Una tarde un famoso y acaudalado abogado iba en su limosina cuando vio a dos hombres a la orilla de la carretera comiendo grama, preocupado, ordenó a su chofer detenerse y bajó a investigar.
Le preguntó a uno de ellos:
- ¿Por qué están comiendo grama, muchachos?
- No tenemos dinero para comida. - dijo el pobre hombre - Tenemos que comer grama.
- Bueno, entonces vengan a mi casa y yo los alimentaré - dijo el abogado.
Gracias, don, pero tengo esposa y dos mocosos. Están allí, abajo de aquella mata.
- Que vengan también, - dijo el abogado. Volviéndose al otro pobre hombre le dijo:
- Usted también venga, mi amigo.
El hombre, con una voz lastimosa dijo:
- Pero, señor, yo también tengo esposa y SEIS hijos conmigo!
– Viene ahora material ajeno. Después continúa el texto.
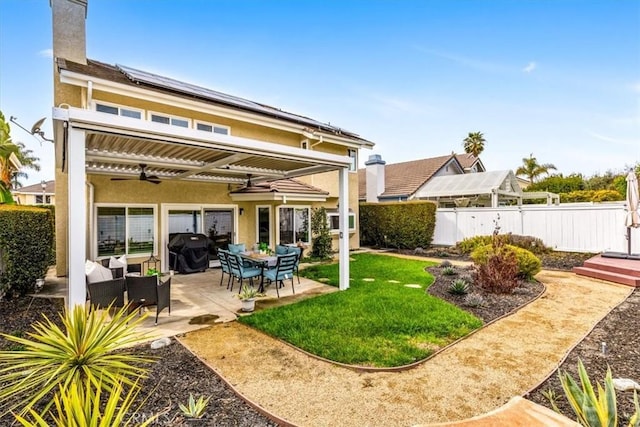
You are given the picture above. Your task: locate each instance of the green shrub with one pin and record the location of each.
(530, 243)
(401, 225)
(321, 235)
(26, 242)
(449, 271)
(528, 265)
(470, 243)
(458, 287)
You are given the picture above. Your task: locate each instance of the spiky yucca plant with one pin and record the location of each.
(80, 406)
(82, 351)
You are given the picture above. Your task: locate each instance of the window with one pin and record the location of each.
(118, 110)
(213, 128)
(125, 230)
(293, 225)
(354, 160)
(170, 120)
(334, 221)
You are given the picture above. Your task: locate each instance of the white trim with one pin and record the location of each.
(120, 107)
(78, 79)
(99, 122)
(171, 117)
(126, 206)
(213, 127)
(271, 224)
(278, 197)
(164, 211)
(294, 207)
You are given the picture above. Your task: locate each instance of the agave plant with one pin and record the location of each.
(194, 408)
(53, 358)
(590, 408)
(80, 406)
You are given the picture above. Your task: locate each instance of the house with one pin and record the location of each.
(141, 156)
(36, 194)
(379, 182)
(456, 180)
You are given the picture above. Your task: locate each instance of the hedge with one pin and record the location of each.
(26, 242)
(401, 225)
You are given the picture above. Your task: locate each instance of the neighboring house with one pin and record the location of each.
(456, 180)
(379, 182)
(36, 194)
(141, 156)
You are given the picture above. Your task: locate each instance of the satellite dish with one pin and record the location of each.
(36, 128)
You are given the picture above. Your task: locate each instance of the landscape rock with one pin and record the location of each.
(625, 384)
(159, 343)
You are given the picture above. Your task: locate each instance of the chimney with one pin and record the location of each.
(69, 35)
(375, 177)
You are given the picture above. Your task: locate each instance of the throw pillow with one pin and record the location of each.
(118, 262)
(96, 272)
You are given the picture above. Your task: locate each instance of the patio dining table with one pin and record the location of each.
(263, 261)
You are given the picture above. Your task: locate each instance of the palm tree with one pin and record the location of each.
(474, 143)
(531, 169)
(28, 161)
(7, 148)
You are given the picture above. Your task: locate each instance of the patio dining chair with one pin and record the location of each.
(223, 256)
(143, 291)
(284, 269)
(240, 272)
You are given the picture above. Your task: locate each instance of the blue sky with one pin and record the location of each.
(559, 79)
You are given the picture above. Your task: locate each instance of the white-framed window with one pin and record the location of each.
(353, 154)
(125, 229)
(334, 222)
(293, 224)
(118, 110)
(166, 119)
(213, 128)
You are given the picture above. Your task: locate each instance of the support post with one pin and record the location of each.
(343, 241)
(77, 217)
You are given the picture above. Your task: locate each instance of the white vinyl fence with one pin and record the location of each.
(573, 227)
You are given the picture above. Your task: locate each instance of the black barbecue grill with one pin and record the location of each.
(188, 252)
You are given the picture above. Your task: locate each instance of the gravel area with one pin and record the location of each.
(177, 373)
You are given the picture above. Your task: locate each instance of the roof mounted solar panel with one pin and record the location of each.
(138, 76)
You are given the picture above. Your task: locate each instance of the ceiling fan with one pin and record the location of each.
(143, 176)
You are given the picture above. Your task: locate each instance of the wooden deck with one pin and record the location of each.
(617, 270)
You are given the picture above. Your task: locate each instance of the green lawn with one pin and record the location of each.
(374, 323)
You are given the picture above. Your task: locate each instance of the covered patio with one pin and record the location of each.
(198, 300)
(107, 146)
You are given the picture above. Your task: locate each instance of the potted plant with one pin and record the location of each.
(248, 295)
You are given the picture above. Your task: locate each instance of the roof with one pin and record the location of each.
(404, 179)
(130, 76)
(37, 188)
(467, 160)
(471, 184)
(289, 186)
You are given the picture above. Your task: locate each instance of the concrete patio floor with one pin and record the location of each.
(198, 300)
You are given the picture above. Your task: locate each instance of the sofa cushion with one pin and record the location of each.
(95, 272)
(119, 262)
(236, 249)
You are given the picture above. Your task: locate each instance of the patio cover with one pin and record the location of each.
(493, 184)
(97, 143)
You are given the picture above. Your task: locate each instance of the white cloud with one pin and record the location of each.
(46, 53)
(530, 67)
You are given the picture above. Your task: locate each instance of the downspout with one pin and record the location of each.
(90, 222)
(89, 94)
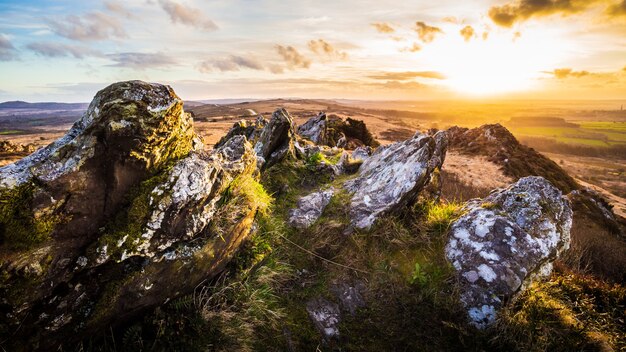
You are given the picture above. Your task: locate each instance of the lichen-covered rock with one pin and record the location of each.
(314, 129)
(309, 208)
(325, 315)
(361, 153)
(393, 176)
(119, 215)
(251, 130)
(506, 241)
(276, 141)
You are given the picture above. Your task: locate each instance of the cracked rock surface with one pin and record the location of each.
(506, 241)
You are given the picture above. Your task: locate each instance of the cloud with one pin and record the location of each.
(382, 27)
(521, 10)
(426, 33)
(118, 8)
(90, 26)
(61, 50)
(412, 49)
(7, 50)
(618, 9)
(323, 48)
(140, 61)
(407, 75)
(468, 33)
(562, 73)
(230, 63)
(292, 57)
(187, 15)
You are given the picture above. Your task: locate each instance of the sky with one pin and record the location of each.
(66, 50)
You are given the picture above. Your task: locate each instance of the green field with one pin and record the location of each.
(593, 134)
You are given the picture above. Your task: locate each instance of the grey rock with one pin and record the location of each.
(361, 153)
(130, 198)
(393, 176)
(325, 315)
(505, 242)
(277, 139)
(314, 129)
(309, 208)
(350, 296)
(251, 130)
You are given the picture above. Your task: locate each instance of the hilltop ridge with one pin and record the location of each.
(286, 236)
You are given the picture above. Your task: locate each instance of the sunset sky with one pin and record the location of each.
(66, 50)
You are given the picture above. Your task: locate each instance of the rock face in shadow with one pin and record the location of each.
(315, 129)
(276, 140)
(506, 241)
(310, 208)
(119, 215)
(334, 131)
(393, 176)
(251, 130)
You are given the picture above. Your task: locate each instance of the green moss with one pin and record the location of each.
(570, 312)
(20, 227)
(130, 221)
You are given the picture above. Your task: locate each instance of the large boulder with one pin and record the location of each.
(333, 131)
(277, 139)
(505, 241)
(309, 208)
(119, 215)
(251, 130)
(314, 129)
(393, 176)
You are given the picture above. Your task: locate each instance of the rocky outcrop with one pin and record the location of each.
(309, 208)
(251, 130)
(506, 241)
(500, 147)
(315, 129)
(119, 215)
(334, 131)
(393, 176)
(277, 139)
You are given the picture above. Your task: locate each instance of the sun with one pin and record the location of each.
(502, 63)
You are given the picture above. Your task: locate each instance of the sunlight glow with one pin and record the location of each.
(500, 64)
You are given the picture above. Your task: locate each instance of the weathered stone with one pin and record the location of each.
(506, 241)
(350, 296)
(310, 208)
(361, 153)
(251, 130)
(276, 141)
(325, 315)
(127, 215)
(393, 176)
(314, 129)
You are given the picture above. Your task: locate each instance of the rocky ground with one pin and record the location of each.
(299, 234)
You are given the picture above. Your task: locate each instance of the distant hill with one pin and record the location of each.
(43, 106)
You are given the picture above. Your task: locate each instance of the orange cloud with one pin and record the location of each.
(468, 33)
(562, 73)
(412, 49)
(323, 48)
(382, 27)
(292, 57)
(521, 10)
(407, 75)
(618, 9)
(426, 33)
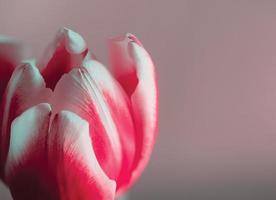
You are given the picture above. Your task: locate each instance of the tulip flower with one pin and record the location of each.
(70, 128)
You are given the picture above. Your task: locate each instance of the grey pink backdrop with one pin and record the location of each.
(216, 63)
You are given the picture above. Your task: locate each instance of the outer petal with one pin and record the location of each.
(12, 52)
(66, 52)
(26, 167)
(71, 154)
(134, 69)
(79, 93)
(118, 104)
(25, 89)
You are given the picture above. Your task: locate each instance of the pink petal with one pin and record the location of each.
(79, 93)
(66, 52)
(12, 52)
(134, 69)
(118, 104)
(26, 167)
(71, 154)
(25, 89)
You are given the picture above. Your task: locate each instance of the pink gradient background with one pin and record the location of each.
(216, 63)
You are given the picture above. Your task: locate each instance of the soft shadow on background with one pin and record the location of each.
(216, 64)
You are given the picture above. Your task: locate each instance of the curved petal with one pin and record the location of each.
(12, 52)
(135, 71)
(66, 52)
(26, 166)
(25, 89)
(118, 104)
(78, 93)
(71, 154)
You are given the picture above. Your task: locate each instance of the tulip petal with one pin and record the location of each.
(118, 104)
(25, 89)
(71, 154)
(26, 166)
(135, 71)
(66, 52)
(12, 52)
(78, 93)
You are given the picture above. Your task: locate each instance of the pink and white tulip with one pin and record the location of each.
(70, 129)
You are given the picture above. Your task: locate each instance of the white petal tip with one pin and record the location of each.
(74, 43)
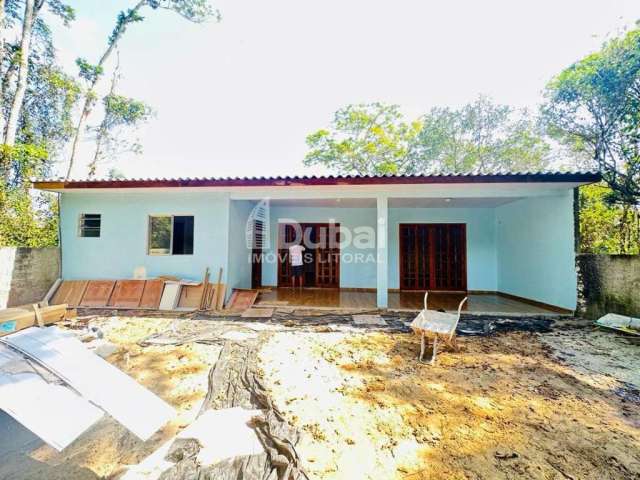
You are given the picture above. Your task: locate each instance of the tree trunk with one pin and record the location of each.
(23, 73)
(2, 31)
(103, 130)
(89, 99)
(624, 229)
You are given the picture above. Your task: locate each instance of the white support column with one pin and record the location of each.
(381, 250)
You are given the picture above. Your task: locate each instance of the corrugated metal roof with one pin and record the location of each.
(470, 177)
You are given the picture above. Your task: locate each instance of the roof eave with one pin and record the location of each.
(571, 177)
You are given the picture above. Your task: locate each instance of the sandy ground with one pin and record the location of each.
(518, 405)
(503, 407)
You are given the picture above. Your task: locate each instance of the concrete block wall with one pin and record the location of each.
(26, 274)
(608, 284)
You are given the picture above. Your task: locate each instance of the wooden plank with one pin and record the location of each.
(241, 299)
(15, 319)
(170, 296)
(216, 294)
(30, 399)
(220, 296)
(97, 293)
(69, 292)
(38, 315)
(205, 289)
(127, 293)
(47, 298)
(257, 312)
(190, 296)
(152, 294)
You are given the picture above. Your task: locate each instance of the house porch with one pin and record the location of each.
(329, 298)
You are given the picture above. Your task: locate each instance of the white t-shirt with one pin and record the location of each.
(295, 253)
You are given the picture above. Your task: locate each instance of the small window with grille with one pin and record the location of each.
(89, 225)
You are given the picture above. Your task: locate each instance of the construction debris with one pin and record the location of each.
(18, 318)
(255, 312)
(164, 293)
(621, 323)
(30, 393)
(242, 299)
(97, 381)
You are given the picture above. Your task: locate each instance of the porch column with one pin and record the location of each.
(381, 251)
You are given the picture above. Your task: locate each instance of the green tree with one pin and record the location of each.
(120, 113)
(606, 227)
(192, 10)
(594, 107)
(366, 138)
(481, 137)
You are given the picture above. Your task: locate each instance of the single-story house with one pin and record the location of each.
(507, 234)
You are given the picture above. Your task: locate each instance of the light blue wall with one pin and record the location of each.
(525, 248)
(122, 245)
(239, 255)
(481, 252)
(481, 245)
(355, 271)
(536, 252)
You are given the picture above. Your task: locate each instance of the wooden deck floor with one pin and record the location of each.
(336, 298)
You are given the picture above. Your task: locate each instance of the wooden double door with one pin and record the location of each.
(321, 256)
(433, 256)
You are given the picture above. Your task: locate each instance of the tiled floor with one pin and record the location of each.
(335, 298)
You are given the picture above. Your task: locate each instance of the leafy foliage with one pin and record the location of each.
(369, 138)
(120, 113)
(607, 228)
(481, 136)
(594, 106)
(197, 11)
(26, 219)
(87, 71)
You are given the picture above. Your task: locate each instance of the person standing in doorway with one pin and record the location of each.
(297, 263)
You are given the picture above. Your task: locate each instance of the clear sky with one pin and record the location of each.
(239, 97)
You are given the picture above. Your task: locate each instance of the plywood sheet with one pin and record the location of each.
(135, 407)
(69, 292)
(255, 312)
(127, 293)
(242, 299)
(30, 399)
(152, 293)
(97, 293)
(15, 319)
(190, 296)
(368, 320)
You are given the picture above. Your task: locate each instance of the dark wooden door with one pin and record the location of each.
(321, 256)
(433, 256)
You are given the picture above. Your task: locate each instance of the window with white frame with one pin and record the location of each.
(89, 225)
(170, 235)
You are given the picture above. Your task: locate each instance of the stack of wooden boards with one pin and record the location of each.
(153, 294)
(19, 318)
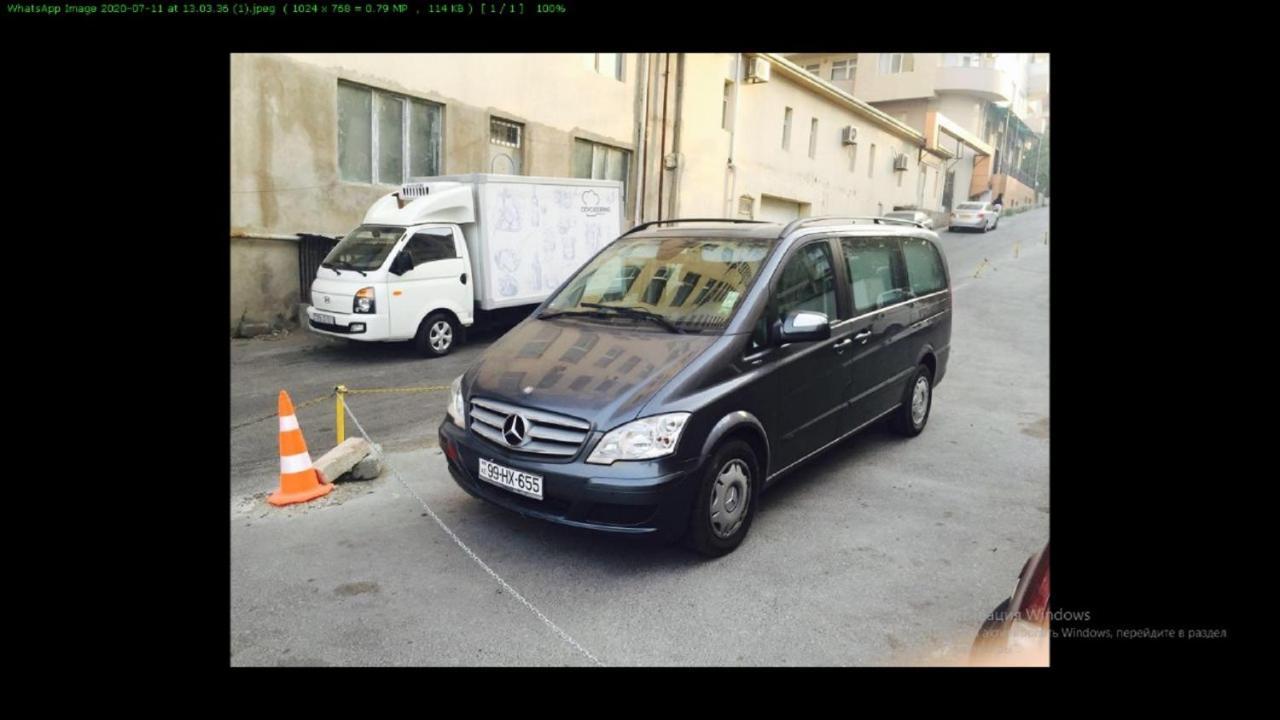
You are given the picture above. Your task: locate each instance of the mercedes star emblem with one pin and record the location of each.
(515, 431)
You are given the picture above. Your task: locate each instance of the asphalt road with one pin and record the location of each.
(882, 551)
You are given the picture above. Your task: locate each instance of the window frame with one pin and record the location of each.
(842, 305)
(438, 231)
(595, 145)
(374, 135)
(886, 63)
(896, 242)
(937, 255)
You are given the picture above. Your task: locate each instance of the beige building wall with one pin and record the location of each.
(837, 180)
(284, 142)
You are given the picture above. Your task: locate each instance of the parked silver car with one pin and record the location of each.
(976, 215)
(914, 215)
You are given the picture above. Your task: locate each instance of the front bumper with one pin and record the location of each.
(376, 327)
(973, 223)
(632, 497)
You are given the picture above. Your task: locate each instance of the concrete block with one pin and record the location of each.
(254, 329)
(341, 460)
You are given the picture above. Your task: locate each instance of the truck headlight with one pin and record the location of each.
(456, 402)
(364, 301)
(640, 440)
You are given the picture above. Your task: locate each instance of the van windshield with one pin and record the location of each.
(364, 249)
(693, 285)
- Que vengan ellos también. - respondió el abogado…
Entraron todos en el enorme y lujoso carro, lo que no fue fácil, aún para un automóvil tan grande como la limusina. Una vez en camino, uno de los pobres tipos miró al abogado y le dijo:
- Señor, usted es muy bueno. Gracias por llevarnos a todos.
El abogado le contestó:
-¡N'ombre, no tenga vergüenza, estoy feliz de hacerlo! Les va a encantar mi casa...
¡La grama está como de metro y medio de alto!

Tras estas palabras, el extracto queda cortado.